In a statement, hacker 'NullCrew' claimed to have hit the electronics giant and posted information gained from its systems after taking control of eight servers. It said that it had a list of usernames, email addresses, passwords and other information that appeared to be related to Sonymobile.com.
The statement, which is no longer on Pastebin, read: “Sony, we are dearly dissapointed [sic] in your security. This is just one of eight sony servers that we hve [sic] control of. Maybe, just maybe considering IP addresses are avaliable [sic]. Maybe, just maybe it's the fact that not even your customers can trust you. Or maybe, just maybe the fact that you can not [sic] do anything correct technologically."
The list included 441 usernames with additional email addresses, 24 usernames with hashed passwords and three admin data sets. In an email to SC Magazine, a spokesperson for 'Official Null', who revealed his name to be 'Jonah', said that it 'got the data using SQL Injection'.
He said: “Of course, the server was terribly insecure, so we shelled the Sony Mobile site using 'INTO OUTFILE'. Now we've managed to gain access to eight different servers since we only had shelled one.”

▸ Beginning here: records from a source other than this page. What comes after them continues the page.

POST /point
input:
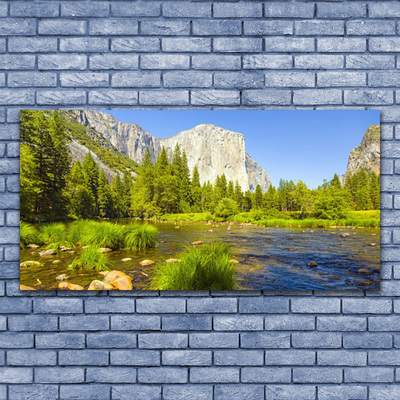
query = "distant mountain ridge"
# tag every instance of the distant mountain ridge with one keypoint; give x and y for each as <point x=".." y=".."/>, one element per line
<point x="214" y="150"/>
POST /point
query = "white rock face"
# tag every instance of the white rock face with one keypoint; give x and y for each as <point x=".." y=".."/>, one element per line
<point x="368" y="154"/>
<point x="214" y="150"/>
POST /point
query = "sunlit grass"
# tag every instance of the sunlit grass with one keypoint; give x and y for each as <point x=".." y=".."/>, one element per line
<point x="201" y="268"/>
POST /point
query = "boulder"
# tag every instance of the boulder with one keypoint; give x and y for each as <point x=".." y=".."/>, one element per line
<point x="46" y="253"/>
<point x="70" y="286"/>
<point x="30" y="264"/>
<point x="105" y="250"/>
<point x="312" y="264"/>
<point x="146" y="263"/>
<point x="112" y="276"/>
<point x="123" y="283"/>
<point x="62" y="277"/>
<point x="99" y="285"/>
<point x="23" y="287"/>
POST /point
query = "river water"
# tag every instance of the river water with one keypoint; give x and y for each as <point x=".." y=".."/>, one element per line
<point x="269" y="258"/>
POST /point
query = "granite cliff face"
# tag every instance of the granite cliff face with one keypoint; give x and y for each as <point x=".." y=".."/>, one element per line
<point x="367" y="155"/>
<point x="214" y="150"/>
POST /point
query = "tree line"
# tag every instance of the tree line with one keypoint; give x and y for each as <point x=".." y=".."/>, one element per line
<point x="53" y="189"/>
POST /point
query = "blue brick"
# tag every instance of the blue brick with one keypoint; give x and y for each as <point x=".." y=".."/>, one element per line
<point x="136" y="392"/>
<point x="288" y="10"/>
<point x="179" y="392"/>
<point x="84" y="322"/>
<point x="162" y="375"/>
<point x="186" y="79"/>
<point x="57" y="306"/>
<point x="238" y="10"/>
<point x="186" y="357"/>
<point x="368" y="374"/>
<point x="261" y="340"/>
<point x="290" y="357"/>
<point x="85" y="9"/>
<point x="179" y="9"/>
<point x="111" y="340"/>
<point x="83" y="357"/>
<point x="31" y="357"/>
<point x="320" y="340"/>
<point x="347" y="392"/>
<point x="61" y="27"/>
<point x="89" y="45"/>
<point x="65" y="97"/>
<point x="135" y="357"/>
<point x="36" y="9"/>
<point x="113" y="26"/>
<point x="214" y="340"/>
<point x="137" y="9"/>
<point x="341" y="11"/>
<point x="16" y="375"/>
<point x="32" y="323"/>
<point x="370" y="61"/>
<point x="31" y="45"/>
<point x="138" y="44"/>
<point x="342" y="78"/>
<point x="62" y="61"/>
<point x="163" y="340"/>
<point x="193" y="45"/>
<point x="342" y="358"/>
<point x="83" y="79"/>
<point x="33" y="392"/>
<point x="135" y="322"/>
<point x="186" y="323"/>
<point x="164" y="61"/>
<point x="237" y="45"/>
<point x="214" y="375"/>
<point x="341" y="45"/>
<point x="215" y="97"/>
<point x="217" y="27"/>
<point x="236" y="392"/>
<point x="319" y="61"/>
<point x="215" y="62"/>
<point x="85" y="392"/>
<point x="60" y="375"/>
<point x="113" y="61"/>
<point x="367" y="341"/>
<point x="110" y="375"/>
<point x="165" y="28"/>
<point x="260" y="28"/>
<point x="158" y="98"/>
<point x="365" y="27"/>
<point x="19" y="26"/>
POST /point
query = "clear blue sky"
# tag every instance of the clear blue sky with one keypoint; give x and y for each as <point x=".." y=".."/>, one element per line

However he also revealed that that the group is no longer planning to sell the data. “I'm not selling anymore because I'll probably release more data (for example on PSN) in the future,” he said.
'Jonah' did not respond to further emails in regard to where the SQL Injection vulnerability was, however he did say that it did directly target Sony. Regarding affiliation to other hacktivist groups or previous actions against Sony, which were prevalent last year, he said it was not directly associated with Anonymous, however it did support most of their operations.
Sony issued a statement confirming the hack saying that no credit card information was compromised in the attack and mostly users of its mobile unit in China and Taiwan were impacted. It also said it did not know the source of the attack.